D1.1 a report about the most significant candidate optimizations at the function level
D1.2 a cost model for these optimizations based on the ASM, document and prototype implementation
D1.3 a prototype of function level optimizations and automatic generation of placement and communication code
D1.4 a robust version of this implementation, synchronized after the milestones on the ASM and program model design have been reached
Task 2: LNO.
Other generic compiler capabilities that are needed in order to improve the capability of the vectorizer to detect vectorizable loops, include: Support for user hints through the usage of pragmas; Improved data-dependence analysis (by employing more powerful dependence tests); Support for runtime dependence and aliasing tests; Develop loop transformations that can simplify vectorization (such as loop transpose, loop distribution, and more); Develop data layout transformations to improve data accesses and data alignment; Develop inter-procedural analyses such as alignment information to increase the potential for vectorization and increasing the quality of vectorized code.

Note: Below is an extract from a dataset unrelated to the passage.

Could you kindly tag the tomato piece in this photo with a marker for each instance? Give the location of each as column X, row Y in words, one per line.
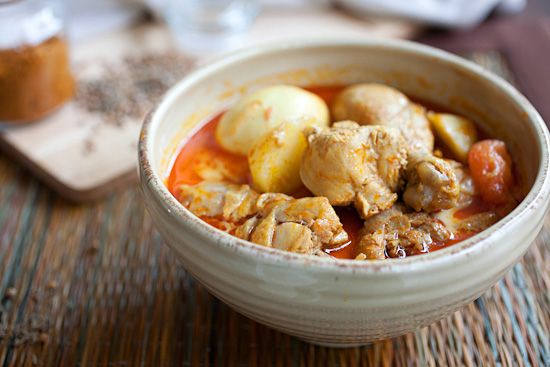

In addition, we propose to develop an alternative development branch whose aim is to bring the expressive power and precision of polyhderal program representations to a production environment. This branch will be a port and extension of a preliminary implementation in the (free) Open64/PathScaleEKO compiler, aiming at native IA64 (itanium), AMD64 (athlon) and IA32 (pentium) code generation, along with source-to-source optimization of Fortran90, C and C++ [2]. Technically, our approach relies on a unified polyhedral representation of loops and statements. The key is to clearly separate four types of actions associated with program transformations: iteration domain, schedule, data layout and memory access functions modifications, revisiting most analyses and transformations with respect to the schedule component of the program representation. We wish to extend this framework and implementation with new optimizations supporting embedded streaming processors, including loop transformations to enable the automatic vectorization of irregular, multiply-nested loops, as well as automatic partitioning and parallelization (with generation of OpenMP constructs). Although our framework supports source-to-source compilation and is thus theoretically independent on the back-end compiler, we wish to take the opportunity of this project to port it to GCC, to improve its robustness and its acceptation by a wider community of developers and embedded system designers. This is a relatively lightweight process given the portable plugin nature of our implementation.
Deliverables.
D2.1 a document specifying which loop nest optimizations are of interest in the relevant applications.
D2.2 an implementation inside GCC4 to support the loop nest optimizations identified in D5.1.
D2.3 a parameterization of this LNO by the ASM, triggered in the GCC compilation flow when dealing with streaming applications.
D2.4 a prototype port of the polyhedral LNO being developped at INRIA to the GCC environment.
D2.5 a summary of our findings on the respective power of syntax-based versus polyhedral LNO implementations.
Milestones.
M2.1 decide whether to support research and development of a polyhedral LNO in GCC, with an emphasis on streaming applications and stream-processing specific program transformations.
[1] D. Parello, O. Temam, A. Cohen, and J.-M. Verdun. Towards a systematic, pragmatic and architecture-aware program optimization process for complex processors. In ACM Supercomputing'04, Pittsburgh, Pennsylvania, November 2004.
[2] Albert Cohen, Sylvain Girbal, David Parello, Marc Sigler, Olivier Temam, and Nicolas Vasilache. Facilitating the search for compositions of program transformations. In ACM Int. Conf. on Supercomputing (ICS'05), Boston, Massachusetts, June 2005.
ADD REFERENCES on LNO design, global optimization at the function level, and GCC-related developments.